Our Problem Politically: We No Longer Focus On The Greater Good
As I started reading Steve Hanley’s latest article, the first paragraph hit me. “The same insurance companies that are refusing to insure homes in many areas of the US because of climate related risks are doubling down on insuring LNG terminals that will make global heating worse,” he wrote. It triggered a kind of light-bulb moment in me. It just hit me that our core problem politically is we don’t have appropriate oversight for the greater good.
As I got to thinking about it more, I saw some flaws in the idea, but I still think this is really our core problem.
First of all, on the initial thought, yes, it’s ridiculous and horrible that these insurance companies see what’s happening, know what’s happening, and then go and insure fossil fuel companies and projects. However, it immediately made me think that society at large should be well aware of the problems as well and should be overseeing all of this. It’s society, through the self-created role of government, that should be saying, “Hey, we can’t do this anymore. We need to get off of fossil fuels.” Unfortunately, “government” is now a bad word to most people, and it’s very hard to get significant things done on the US government level — and the state level in many states.
More broadly, it just seems that we’ve gotten less and less concerned about the greater good, and more and more selfish. Maybe that’s how it’s always been, but it feels like this has gotten worse. For some reason, I thought about the movie It’s a Wonderful Life. Clearly, that move was made out of a concern that we as a society were losing touch with the greater good, with helping everyone, not just selfishly looking out for our own bank account. However, I feel like that movie couldn’t even be made today. People would trash it as commie, as left-wing woke nonsense. People would not find the message so compelling that we should be looking out for each other much more than we do. We have become so obsessed with “getting what’s ours,” and society as a whole is suffering as a result.
Yes, there are many people working tirelessly every day to try to protect the world from climate collapse, to try to lift up the base of society and help people in the lower classes. There are many people in politics who are trying to help society at large — on both sides of the aisle even, just with different ideologies. However, for the most part, it’s again about getting what’s ours and climbing the ladder of power, reputation, and wealth.
Again, that’s surely how it’s always been to some extent, but it feels like the pendulum has swung far too far in the direction of selfishness and greed. When I think back on the WWII era, on the Civil Rights Movement, on creation of the United States, on the women’s suffrage movement, on the oil crisis of the 1970s, I think about how much of the US population worked together for the greater good — to help others and to help society at large.
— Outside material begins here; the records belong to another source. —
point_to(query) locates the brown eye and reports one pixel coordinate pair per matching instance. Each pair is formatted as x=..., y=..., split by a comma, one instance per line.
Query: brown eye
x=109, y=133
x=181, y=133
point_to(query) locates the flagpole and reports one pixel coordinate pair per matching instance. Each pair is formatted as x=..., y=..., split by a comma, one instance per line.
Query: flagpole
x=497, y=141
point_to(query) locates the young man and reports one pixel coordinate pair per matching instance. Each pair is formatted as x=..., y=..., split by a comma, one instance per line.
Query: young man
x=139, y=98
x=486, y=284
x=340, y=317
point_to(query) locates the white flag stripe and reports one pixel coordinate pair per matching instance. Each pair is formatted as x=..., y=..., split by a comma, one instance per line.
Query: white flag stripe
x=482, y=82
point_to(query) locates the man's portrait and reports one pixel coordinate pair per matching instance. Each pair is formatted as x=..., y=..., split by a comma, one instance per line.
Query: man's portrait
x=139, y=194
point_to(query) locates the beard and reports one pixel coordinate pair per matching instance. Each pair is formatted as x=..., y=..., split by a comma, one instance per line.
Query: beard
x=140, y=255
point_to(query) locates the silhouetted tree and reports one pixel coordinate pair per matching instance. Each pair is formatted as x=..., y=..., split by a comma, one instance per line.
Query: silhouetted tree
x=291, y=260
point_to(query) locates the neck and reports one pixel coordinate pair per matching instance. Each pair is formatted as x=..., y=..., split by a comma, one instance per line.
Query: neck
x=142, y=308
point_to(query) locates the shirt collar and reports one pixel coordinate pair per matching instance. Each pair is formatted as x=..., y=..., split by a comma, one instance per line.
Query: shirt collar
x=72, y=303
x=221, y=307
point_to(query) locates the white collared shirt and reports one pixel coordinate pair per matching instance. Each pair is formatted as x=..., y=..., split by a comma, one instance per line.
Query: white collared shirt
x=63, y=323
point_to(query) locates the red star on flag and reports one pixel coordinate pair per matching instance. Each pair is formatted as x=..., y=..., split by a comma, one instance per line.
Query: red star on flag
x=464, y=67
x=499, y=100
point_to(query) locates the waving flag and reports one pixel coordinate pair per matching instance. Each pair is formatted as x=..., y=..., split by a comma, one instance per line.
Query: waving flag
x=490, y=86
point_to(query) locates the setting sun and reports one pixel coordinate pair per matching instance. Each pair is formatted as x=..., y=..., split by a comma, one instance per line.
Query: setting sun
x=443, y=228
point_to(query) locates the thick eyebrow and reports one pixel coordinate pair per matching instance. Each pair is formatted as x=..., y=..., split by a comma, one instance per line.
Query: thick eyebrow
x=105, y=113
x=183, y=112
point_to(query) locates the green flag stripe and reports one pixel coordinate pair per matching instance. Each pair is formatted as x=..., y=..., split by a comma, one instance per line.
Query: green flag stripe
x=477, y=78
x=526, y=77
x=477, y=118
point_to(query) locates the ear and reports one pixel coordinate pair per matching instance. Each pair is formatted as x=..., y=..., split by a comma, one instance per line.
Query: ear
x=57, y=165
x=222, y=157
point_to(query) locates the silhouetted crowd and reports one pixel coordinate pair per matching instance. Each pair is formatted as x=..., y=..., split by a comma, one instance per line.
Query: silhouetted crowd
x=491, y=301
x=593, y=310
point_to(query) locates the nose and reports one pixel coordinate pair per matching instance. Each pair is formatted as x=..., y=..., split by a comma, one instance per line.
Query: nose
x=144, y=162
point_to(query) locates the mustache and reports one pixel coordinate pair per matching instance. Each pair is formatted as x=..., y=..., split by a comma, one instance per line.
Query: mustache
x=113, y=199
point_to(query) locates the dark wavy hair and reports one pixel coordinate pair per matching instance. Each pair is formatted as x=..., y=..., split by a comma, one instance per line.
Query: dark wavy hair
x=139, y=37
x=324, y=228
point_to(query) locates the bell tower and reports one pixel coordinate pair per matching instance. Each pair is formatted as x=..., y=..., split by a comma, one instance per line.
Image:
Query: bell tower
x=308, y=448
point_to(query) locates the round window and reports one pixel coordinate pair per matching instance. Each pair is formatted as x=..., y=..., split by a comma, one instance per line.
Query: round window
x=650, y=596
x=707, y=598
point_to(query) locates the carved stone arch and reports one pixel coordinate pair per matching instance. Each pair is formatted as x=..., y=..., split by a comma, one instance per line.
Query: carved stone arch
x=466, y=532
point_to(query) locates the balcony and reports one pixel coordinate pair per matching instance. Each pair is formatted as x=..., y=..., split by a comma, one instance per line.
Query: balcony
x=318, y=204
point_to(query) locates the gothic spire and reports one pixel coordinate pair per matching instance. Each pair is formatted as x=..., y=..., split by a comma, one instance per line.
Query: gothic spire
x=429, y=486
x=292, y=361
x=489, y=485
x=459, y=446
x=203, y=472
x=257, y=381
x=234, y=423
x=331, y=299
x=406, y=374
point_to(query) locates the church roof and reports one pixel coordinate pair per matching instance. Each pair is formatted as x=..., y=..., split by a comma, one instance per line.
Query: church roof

Now, how much of US political discourse is simply fear and scapegoating of immigrants (as if this whole country isn’t a country of immigrants, and as if immigration doesn’t help our economy), belittling and bullying of “weird others,” just wanting tax cuts while the core of the country rots and crumbles? How much of political discourse is “how do we help each other?#8221;
How do we actually help society as a whole? That should be the starting point, the common-ground question that we start these discussions from. But it’s not. The starting point seems to be, “What’s in it for me?#8221; Perhaps we need to work more on making sure we are on the same starting point.